FDA Adverse Event Malfunction Summary report: N

CGUARD PRIME CAROTID STENT SYSTEM

MDR report key: 23381119 · Received October 24, 2025

Report

Report Number
3032814119-2025-00014
Event Type
Malfunction
Date Received
October 24, 2025
Date of Event
August 21, 2025
Report Date
October 24, 2025
Manufacturer
INSPIREMD LTD.
Product Code
NIM
Product Problem
Yes
Report Source
Distributor report
Reporter Location
NY, US
Reporter Occupation
PHYSICIAN
Health Professional
Yes

Narratives

Additional Manufacturer Narrative · 0

DEVICE ANALYSIS AND INVESTIGATION IS IN-PROCESS.

Additional Manufacturer Narrative · 0

DEVICE ANALYSIS AND INVESTIGATION IS IN-PROCESS. SUPPLEMENTAL FOLLOW UP REPORT. A ROOT CAUSE INVESTIGATION WAS CONDUCTED FOR THIS EVENT WHICH INCLUDED A RETURNED PRODUCT VISUAL AND FUNCTIONAL ANALYSIS, INTERNAL LOT RECORD REVIEW, AND CLINICAL CASE IMAGING REVIEW. THE RESULTS INDICATE THAT THIS LOT WAS PROCESSED WITHOUT INCIDENT, AND THE DEVICE CONFORMS TO THE SPECIFICATIONS. A ROOT CAUSE FOR THE NON-DEPLOYED STENT COULD NOT BE FOUND AND THE INVESTIGATION FINDINGS DO NOT LEAD TO A CLEAR CONCLUSION ABOUT THE CAUSE OF THE REPORTED ADVERSE EVENT FDA CODE 4315.
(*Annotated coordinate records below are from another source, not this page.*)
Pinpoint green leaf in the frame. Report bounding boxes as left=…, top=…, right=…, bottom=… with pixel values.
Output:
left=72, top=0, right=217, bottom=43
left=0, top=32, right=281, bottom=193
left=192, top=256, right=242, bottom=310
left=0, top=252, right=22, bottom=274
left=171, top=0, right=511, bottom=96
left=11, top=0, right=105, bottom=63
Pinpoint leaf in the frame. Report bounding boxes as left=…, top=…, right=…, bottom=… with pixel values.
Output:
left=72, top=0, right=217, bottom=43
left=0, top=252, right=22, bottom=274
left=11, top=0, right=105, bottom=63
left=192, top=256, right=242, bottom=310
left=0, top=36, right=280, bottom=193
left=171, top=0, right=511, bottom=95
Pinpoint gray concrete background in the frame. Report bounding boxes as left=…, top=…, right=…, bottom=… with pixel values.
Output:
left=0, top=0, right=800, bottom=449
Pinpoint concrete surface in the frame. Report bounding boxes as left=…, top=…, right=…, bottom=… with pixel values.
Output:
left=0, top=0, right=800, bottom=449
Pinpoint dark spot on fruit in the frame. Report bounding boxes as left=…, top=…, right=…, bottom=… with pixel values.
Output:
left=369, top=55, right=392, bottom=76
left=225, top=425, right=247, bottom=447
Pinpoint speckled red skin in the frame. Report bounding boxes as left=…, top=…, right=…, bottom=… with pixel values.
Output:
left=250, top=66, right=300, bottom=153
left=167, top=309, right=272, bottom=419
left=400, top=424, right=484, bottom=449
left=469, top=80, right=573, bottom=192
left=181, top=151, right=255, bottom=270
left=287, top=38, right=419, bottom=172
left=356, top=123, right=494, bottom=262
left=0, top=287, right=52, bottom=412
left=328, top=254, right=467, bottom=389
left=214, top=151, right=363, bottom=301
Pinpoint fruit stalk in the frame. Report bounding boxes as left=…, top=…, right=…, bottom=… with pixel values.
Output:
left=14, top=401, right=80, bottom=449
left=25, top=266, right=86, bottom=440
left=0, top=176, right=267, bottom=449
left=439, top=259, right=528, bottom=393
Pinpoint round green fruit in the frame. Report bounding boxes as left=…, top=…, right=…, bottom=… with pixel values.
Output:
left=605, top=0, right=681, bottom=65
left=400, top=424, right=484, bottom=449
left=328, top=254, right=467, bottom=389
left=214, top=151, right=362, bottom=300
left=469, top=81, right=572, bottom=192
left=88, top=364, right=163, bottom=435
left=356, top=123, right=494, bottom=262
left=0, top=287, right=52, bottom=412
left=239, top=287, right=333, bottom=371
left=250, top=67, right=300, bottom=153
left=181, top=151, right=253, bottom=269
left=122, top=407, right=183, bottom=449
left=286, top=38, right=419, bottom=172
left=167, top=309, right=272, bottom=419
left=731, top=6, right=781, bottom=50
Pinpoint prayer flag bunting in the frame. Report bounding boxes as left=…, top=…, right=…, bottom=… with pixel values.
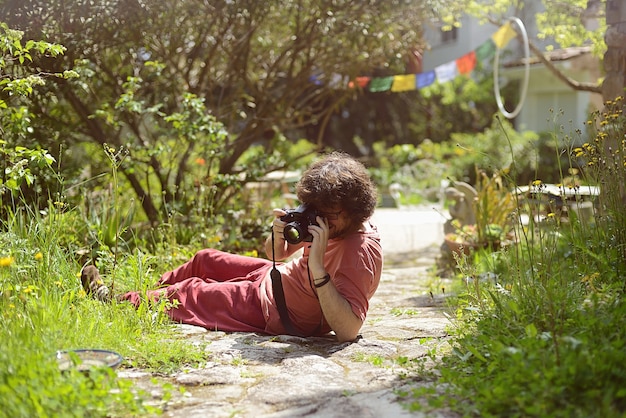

Description of Event or Problem · 0

THE DEVICE WAS USED THROUGH A TRANSFEMORAL APPROACH ON THE PATIENT'S RIGHT SIDE. THE STENT WAS DEPLOYED SUCCESSFULLY. DURING DEPLOYMENT, RESISTANCE WAS NOTED ON THE LEVER OF THE HANDLE. DURING RETRACTION OF THE DELIVERY SYSTEM, TENSION/PRESSURE WAS EXPERIENCED. THE SYSTEM FRACTURED AT THE DISTAL END OF THE SYSTEM WHILE INSIDE THE PATIENT. THE PHYSICIAN USED AN ASPIRATION TECHNIQUE AND 6 CC TO REMOVE THE BROKEN DELIVERY SYSTEM FROM THE PATIENT. NO PATIENT HARM WAS REPORTED.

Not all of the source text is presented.